Former Bears kicker Robbie Gould came back to haunt his old team Sunday at Soldier Field, booting five field goals without a miss to lead the San Francisco 49ers to a 15-14 victory.
Gould's final kick, a 24-yard chip shot with :04 remaining in the game, capped a 14-play, 86-yard drive that burned 5:23 off the clock. The 49ers picked up four first downs on the possession—which began at their own 8—preventing the Bears offense from touching the ball again.
"Obviously, this was a very disappointing loss," said coach John Fox. "In a nutshell, if you don't give up an offensive touchdown, you're going to win your share of games in this league. But that wasn't the case today."
The Bears (3-9) have now dropped five straight games for the first time since they lost their last five contests in Marc Trestman's final year as coach in 2014. They're also assured of having four consecutive losing seasons for the first time since they endured five straight from 1996-2000.
Follow the game from a different point of view as the Bears take on the 49ers at Soldier Field.
The 49ers (2-10) won for the second time in three games following an 0-9 start.
The Bears offense continued to struggle, mustering only 147 total yards against a 49ers defense that entered Week 13 ranked 28th in the NFL, allowing an average of 374.2 yards per game. The unit has now produced just six touchdowns in its last six contests.
The Bears defense forced the 49ers to settle for field goals on all five of their red-zone possessions. But the unit permitted San Francisco to march 60, 66, 58, 70 and 86 yards to set up Gould's five field goals of 33, 28, 35, 34 and 24 yards. The 49ers sustained drives throughout the game by converting 56 percent of their third-down opportunities (10 of 18).

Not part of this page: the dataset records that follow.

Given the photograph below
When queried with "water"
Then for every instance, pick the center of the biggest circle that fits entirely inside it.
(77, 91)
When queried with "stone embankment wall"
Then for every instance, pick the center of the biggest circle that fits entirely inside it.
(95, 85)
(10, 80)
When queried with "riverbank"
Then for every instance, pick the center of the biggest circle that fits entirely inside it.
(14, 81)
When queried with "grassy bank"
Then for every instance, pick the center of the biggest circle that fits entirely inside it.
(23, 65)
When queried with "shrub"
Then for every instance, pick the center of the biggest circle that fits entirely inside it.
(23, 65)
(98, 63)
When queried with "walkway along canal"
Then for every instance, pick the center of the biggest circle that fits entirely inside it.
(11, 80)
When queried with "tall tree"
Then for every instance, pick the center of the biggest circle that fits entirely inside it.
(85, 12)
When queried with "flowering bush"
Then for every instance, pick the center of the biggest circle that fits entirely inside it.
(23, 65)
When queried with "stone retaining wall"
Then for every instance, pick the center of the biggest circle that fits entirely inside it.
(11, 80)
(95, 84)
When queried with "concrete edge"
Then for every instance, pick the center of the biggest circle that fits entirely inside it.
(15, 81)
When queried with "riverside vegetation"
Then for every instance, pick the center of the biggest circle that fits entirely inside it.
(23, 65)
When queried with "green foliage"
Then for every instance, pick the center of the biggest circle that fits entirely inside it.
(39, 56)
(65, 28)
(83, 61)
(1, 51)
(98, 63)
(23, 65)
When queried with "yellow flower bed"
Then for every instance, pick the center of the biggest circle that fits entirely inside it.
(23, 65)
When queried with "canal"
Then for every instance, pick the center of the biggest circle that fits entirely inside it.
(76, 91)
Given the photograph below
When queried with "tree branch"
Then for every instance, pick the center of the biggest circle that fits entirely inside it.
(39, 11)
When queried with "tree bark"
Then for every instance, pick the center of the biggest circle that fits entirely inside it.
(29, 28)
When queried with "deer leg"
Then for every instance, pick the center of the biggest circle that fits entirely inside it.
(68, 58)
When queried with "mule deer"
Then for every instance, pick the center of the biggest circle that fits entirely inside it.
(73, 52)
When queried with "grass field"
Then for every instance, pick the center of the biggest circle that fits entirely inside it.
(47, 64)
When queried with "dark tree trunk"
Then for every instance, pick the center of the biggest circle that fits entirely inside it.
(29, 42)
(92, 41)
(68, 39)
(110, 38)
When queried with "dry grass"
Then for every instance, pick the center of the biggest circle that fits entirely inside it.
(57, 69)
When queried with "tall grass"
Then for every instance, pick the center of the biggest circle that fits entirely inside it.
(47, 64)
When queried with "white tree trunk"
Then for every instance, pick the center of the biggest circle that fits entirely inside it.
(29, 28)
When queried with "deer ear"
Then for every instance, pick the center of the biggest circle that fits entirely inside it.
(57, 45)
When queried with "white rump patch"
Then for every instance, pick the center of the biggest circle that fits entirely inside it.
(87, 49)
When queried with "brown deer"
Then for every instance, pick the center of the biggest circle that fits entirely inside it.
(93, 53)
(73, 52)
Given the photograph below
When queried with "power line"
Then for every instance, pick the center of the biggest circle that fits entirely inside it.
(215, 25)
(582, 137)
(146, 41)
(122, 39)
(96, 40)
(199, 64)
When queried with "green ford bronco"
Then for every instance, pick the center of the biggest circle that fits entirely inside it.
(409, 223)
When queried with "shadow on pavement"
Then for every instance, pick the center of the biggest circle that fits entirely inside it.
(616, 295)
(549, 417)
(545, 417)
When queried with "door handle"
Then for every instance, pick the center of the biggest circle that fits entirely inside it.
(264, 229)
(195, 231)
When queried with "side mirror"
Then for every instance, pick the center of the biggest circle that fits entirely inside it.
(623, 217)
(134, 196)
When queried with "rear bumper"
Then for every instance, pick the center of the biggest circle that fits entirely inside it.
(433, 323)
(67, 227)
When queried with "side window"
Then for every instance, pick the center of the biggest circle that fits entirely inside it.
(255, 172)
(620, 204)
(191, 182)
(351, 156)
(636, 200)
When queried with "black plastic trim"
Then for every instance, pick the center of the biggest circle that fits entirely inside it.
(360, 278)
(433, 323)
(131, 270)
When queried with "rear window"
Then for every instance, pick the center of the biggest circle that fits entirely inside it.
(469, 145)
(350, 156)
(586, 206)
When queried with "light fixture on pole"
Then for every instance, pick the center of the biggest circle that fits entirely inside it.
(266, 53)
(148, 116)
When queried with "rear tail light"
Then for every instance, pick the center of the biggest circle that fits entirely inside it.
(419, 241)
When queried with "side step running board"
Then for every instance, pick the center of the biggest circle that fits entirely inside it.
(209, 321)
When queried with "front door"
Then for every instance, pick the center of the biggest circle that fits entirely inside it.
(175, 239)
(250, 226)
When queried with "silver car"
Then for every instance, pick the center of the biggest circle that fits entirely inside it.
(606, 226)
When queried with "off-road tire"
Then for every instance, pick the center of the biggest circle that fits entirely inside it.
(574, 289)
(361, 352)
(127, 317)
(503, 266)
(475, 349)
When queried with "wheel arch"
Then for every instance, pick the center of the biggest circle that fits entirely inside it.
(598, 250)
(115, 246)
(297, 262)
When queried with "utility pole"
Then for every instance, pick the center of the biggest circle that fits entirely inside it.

"I don't think we played well enough on third down," Fox said. "The third-down defense was problematic. I will say, though, that the red-zone area defense was pretty good, those opportunities of not allowing a touchdown."
Despite needing a last-second field goal to win, San Francisco held decisive advantages in total yards (388-147), first downs (23-8) and time of possession (38:47-21:13).
Tarik Cohen produced the play of the day with a spectacular 61-yard punt return touchdown that gave the Bears a 14-6 lead midway through the second quarter. The dynamic rookie caught the punt at his own 39, retreated to his own 24 while racing to his right and then reversed field, following a wall of blockers to the end zone for a highlight-reel TD.
Cohen struck again early in the fourth quarter. With the Bears protecting a 14-12 lead, he returned a punt 67 yards to the 49ers' 16. But a penalty on Ben Braunecker for an illegal block in the back nullified the return and pushed the Bears back to their own 14, a difference of 60 yards.
The only touchdown the offense scored came on Mitchell Trubisky's 8-yard strike to Dontrelle Inman across the back of the end zone, giving the Bears a 7-3 lead late in the first quarter.
The TD was set up by Kyle Fuller's first interception since Dec. 13, 2015. The 2014 first-round pick ripped a Jimmy Garoppolo pass away from receiver Louis Murphy at the Bears' 41. Fuller also had six tackles, one tackle-for-loss and two pass breakups in the game.
Making his first start as 49ers quarterback since being acquired in a trade with the Patriots Oct. 31, Garoppolo completed 26 of 37 passes for 293 yards with one interception and an 82.4 passer rating. He set up Gould's winning field goal with a 33-yard completion to receiver Trent Taylor to the Bears' 18 on third-and-nine with just under two minutes remaining.
Trubisky was efficient, completing 12 of 15 passes for 102 yards with one TD and a 117.2 rating. But the Bears rushing attack was limited to 62 yards on 19 carries by a 49ers run defense that entered Week 13 ranked 30th in the NFL, allowing an average of 129.5 yards per game.
"I don't think we really established the run game," Fox said. "I think Mitch was improved. We were 5-for-10 on third downs. But all-in-all it was a low scoring game and we came up on the short end."